Merciful and forgiving

Missionary ministry that reflects Christ

"Judge" is one of the titles or roles ascribed to Jesus. Matthew 25, Acts 10 and 17, and 2 Corinthians 5 all call Jesus our judge. That being said, the most common image of Jesus that pops into people's minds is not that of "judge." Isn't the most common image of Jesus that of a merciful and forgiving Savior?

Sometimes, we think of justice as the harsh opposite of mercy. That's not true in the case of Jesus. He did denounce sin and warned of consequences for wrongdoing. He condemned the hypocrisy of those whose walk fell extremely short of their talk. He railed against money changers who were desecrating the Temple.

On the other hand, didn't Jesus pray, "Father, forgive them"? There is also His encounter with the woman at a well in Samaria and His forgiveness for Peter's failure. At the same time, however, it must be clear that the merciful, forgiving side of Jesus did not turn into a co-dependency with sinners who remained entrapped. Jesus' mercy and forgiveness were transformative.

As cross-cultural missionaries enter other cultures, they will see satanic forces at work. They may watch what seem to be corrosive patterns of living destroy relationships and even people and they will feel compelled to speak up. They will feel called to denounce sin. They must stand up against oppressors. Even while doing that, however, because they are Christ's ambassadors, shouldn't they also reflect the merciful and forgiving side of our Lord?

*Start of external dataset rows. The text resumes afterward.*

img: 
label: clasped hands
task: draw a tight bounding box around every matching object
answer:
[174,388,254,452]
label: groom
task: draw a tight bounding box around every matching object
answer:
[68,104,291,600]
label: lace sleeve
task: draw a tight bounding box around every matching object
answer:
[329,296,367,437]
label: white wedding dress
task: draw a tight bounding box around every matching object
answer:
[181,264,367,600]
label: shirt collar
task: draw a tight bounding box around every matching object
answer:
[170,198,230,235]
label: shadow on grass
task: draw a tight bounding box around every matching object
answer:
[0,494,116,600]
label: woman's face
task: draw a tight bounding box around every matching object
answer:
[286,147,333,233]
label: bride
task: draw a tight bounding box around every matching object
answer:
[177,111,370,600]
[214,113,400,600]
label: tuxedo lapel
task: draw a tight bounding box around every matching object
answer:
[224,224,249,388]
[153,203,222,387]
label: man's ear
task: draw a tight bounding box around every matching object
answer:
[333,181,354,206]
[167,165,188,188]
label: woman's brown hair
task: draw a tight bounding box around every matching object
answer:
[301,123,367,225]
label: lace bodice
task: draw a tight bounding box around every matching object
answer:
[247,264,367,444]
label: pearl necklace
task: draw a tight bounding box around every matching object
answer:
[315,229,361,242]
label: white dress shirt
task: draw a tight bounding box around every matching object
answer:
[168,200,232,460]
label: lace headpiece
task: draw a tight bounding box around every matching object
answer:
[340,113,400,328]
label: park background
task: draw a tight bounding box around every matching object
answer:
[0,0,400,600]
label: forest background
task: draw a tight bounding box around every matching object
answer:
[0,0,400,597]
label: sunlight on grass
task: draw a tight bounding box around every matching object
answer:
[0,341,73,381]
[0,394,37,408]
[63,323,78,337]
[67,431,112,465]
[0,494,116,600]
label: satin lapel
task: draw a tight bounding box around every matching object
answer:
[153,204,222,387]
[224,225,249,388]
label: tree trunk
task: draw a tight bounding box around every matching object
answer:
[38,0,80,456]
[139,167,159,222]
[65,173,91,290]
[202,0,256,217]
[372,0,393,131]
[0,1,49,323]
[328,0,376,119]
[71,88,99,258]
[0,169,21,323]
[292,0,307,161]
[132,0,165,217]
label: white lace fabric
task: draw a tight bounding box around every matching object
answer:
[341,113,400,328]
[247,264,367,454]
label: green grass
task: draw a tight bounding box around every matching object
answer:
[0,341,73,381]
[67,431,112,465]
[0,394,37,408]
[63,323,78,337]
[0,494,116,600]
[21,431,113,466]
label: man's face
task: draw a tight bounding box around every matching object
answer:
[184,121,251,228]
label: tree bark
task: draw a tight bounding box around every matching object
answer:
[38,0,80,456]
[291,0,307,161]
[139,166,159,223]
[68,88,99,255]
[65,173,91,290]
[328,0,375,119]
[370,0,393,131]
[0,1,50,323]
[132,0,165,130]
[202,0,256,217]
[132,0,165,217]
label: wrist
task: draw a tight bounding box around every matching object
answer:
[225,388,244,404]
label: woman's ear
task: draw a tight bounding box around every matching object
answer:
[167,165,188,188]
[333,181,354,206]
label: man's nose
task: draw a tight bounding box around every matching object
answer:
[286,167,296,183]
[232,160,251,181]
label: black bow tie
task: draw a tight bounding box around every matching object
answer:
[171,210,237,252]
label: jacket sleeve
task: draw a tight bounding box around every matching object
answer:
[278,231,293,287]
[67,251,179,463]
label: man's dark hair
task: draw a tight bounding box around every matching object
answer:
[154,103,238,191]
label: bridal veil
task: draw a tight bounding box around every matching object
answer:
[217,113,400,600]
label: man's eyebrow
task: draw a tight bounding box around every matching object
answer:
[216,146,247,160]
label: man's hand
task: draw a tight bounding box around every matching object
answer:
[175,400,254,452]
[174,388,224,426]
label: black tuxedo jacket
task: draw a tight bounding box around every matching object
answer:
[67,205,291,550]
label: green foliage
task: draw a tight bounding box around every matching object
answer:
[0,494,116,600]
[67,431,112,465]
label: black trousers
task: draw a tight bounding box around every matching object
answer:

Some time ago, I listened as people in a European country describe a missionary from the U.S.A. who had spent four years in their country. They said that missionary was hard to figure out. To them, he was somewhat like Robert Louis Stevenson's Dr. Jekyll/Mr. Hyde figure. They said that whenever that American missionary preached, he seemed very tender-hearted even to the point of weeping. However, they said that out of the pulpit, it was a different story. When he was not preaching, that missionary came across as harsh, brittle, and unforgiving. The people he was trying to minister to did not question the man's call or his determination to follow Jesus. Sadly, however, I never heard anyone hold him up as a role model or point to him as a significant spiritual mentor.

In cross-cultural situations, differing expectations and misunderstandings can be the order of the day. Missionaries will make cultural blunders and will fall short in other ways. They will need mercy and forgiveness. In return, they themselves must be merciful and forgiving, following the transformative pattern of our Lord and Savior.

Discussion questions

  1. How does the concept of mercy and forgiveness align with the role of missionaries as ambassadors of Christ?
  2. In what ways can the merciful and forgiving nature of Jesus be transformative in missionary work?
  3. What are the potential consequences when missionaries fail to reflect the merciful and forgiving side of Jesus in their interactions with others?
  4. How can the balance between denouncing sin and exhibiting mercy and forgiveness be maintained in cross-cultural missionary work?
  5. How do differing expectations and cultural misunderstandings impact the ability of missionaries to demonstrate mercy and forgiveness, and how can these challenges be addressed effectively?

    -- Howard Culbertson,

This mini-essay on Christlike attitudes and actions that need to be present in cross-cultural missionary service is one of a dozen articles in the "Missionary ministry that reflects Christ" series published in Engage magazine.


To be merciful and forgiving means to show compassion, kindness, and understanding towards others, especially when they have wronged you or made mistakes.

Mercy involves refraining from harsh punishment or judgment, even when it might be deserved. It's about offering help or support instead of retribution. Forgiveness, on the other hand, is the act of letting go of feelings of resentment or anger towards someone who has hurt or wronged you. It doesn't mean forgetting what happened, but rather releasing the negative emotions associated with the wrongdoing and allowing yourself to move forward.

Being merciful and forgiving requires empathy and a willingness to see the humanity in others, even when they've acted in ways that have caused pain or harm. It's a powerful expression of grace and can lead to healing and reconciliation in relationships.